What if she's right about racist blowhards finding a home on the political fringe, Wm -- and the slow, iffy, wracked attempts to make libertarian movements in NZ less attractive to bigoted mouth-breathers? What if Waitangi means there can be honest disagreement about what entails? What do you know about all this?

I am disappointed by your immediate turn into diffuse invective: if you know something more about Ruth W and the racialist fringes of New Zealand discourse, let us in on it, dude.



WSS


Where have all the racists gone?

wngreen's picture

If NZ politics is anything like here in the colonies, the racists are never purged from the major parties. In fact, they are exalted to leadership positions. Take a look at Sen. Roberts "Sheets" Bird, Democrat West Virginia, formerly of the Klu Klux Klan. The problem with politics is that it attracts power hungry second handers who want to impose their twisted ideology on others by using government force. People like Ruth W.

Wm

Islam insofar as it is directed by governments, and as a measure enforced from above by any government, is to be done away with.


This is a typical comment

Ruth W's picture

This is a typical comment from Sandi - Rebel Radius - and other handles. She regularly posts bigoted filth about drowning Muslims in swimming pools and murdering one's political opponents all over the internet. Along with fellow 'Libertarian' Kane Bunce.

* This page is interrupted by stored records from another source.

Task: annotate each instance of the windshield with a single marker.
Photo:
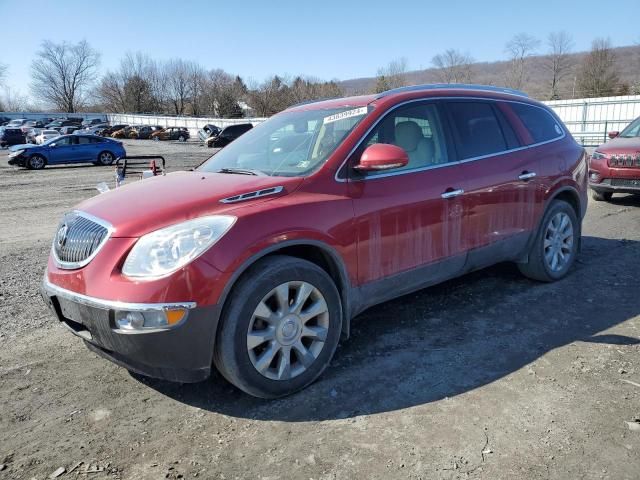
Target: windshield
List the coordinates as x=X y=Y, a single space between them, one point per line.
x=289 y=144
x=632 y=130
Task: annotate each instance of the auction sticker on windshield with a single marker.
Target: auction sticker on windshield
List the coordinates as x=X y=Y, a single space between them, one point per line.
x=348 y=114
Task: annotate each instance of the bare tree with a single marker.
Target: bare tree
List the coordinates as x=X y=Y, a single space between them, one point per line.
x=519 y=49
x=558 y=61
x=393 y=75
x=198 y=84
x=129 y=89
x=270 y=97
x=178 y=85
x=62 y=73
x=597 y=75
x=13 y=102
x=3 y=73
x=453 y=66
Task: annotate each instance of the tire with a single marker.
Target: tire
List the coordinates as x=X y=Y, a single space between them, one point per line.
x=242 y=356
x=540 y=264
x=601 y=196
x=105 y=159
x=36 y=162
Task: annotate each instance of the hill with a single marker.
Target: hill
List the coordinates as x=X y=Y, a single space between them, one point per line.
x=627 y=65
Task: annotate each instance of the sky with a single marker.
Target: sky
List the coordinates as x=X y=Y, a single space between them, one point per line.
x=327 y=39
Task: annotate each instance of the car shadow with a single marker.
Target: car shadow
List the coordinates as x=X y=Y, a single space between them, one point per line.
x=628 y=200
x=449 y=339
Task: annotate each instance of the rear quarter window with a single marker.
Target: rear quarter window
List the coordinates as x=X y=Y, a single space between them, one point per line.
x=542 y=126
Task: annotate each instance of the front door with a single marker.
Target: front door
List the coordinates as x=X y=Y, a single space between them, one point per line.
x=409 y=220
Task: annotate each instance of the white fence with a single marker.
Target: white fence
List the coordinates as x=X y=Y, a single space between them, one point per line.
x=588 y=119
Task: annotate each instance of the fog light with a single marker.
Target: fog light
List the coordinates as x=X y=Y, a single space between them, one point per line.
x=130 y=320
x=150 y=319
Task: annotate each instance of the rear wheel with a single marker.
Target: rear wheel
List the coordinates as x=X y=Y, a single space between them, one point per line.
x=555 y=247
x=601 y=196
x=36 y=162
x=280 y=327
x=105 y=159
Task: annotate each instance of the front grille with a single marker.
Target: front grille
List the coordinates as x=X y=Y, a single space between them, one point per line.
x=625 y=182
x=78 y=239
x=625 y=160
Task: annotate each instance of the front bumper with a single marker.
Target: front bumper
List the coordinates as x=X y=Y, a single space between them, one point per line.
x=617 y=185
x=19 y=161
x=182 y=353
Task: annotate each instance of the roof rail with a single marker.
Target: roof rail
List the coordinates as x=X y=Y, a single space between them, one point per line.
x=453 y=86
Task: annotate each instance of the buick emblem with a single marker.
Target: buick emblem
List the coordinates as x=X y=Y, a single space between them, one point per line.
x=61 y=236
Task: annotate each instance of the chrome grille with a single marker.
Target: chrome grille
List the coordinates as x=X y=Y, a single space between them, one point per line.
x=78 y=239
x=625 y=182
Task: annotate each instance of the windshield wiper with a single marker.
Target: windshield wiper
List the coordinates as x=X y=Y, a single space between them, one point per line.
x=241 y=171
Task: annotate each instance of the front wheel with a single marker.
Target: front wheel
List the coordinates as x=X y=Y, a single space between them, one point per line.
x=555 y=246
x=280 y=327
x=105 y=159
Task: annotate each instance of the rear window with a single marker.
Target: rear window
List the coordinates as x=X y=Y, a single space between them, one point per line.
x=540 y=124
x=478 y=129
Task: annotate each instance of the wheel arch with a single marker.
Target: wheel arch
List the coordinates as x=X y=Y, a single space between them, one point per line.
x=567 y=194
x=314 y=251
x=571 y=196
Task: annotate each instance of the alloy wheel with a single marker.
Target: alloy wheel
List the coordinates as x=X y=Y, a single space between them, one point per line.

As a former member of the NZ Libertarian Party ,I've noted that they seem to keep having to expel racist and violent yahoos from their midst. They are constantly being infiltrated by neo-Nazis, and many of their spinoff groups are riddled throughout with extremists and racists.

What nobody seems to ask, though, is why they have to "weed out the racists" in the first place. If the core of their appeal isn't racial in nature, then why do they draw so many people for whom it is?

Preserving "white culture" has always been the racist right's bailiwick.

In my fight against hate speech I see people coming from this site spewing bigoted filth all the time. I cant stop it, but I can embarrass the guilty and their enablers.


Exactly

Sandi's picture

THE TRUE MOTTO OF ISLAM

"When we are weak,
We appeal to you for "Liberty" and for "Freedom,"
Because these are Your principles.

When we are Strong,
We shall deny you these,
Because they are not OUR principles."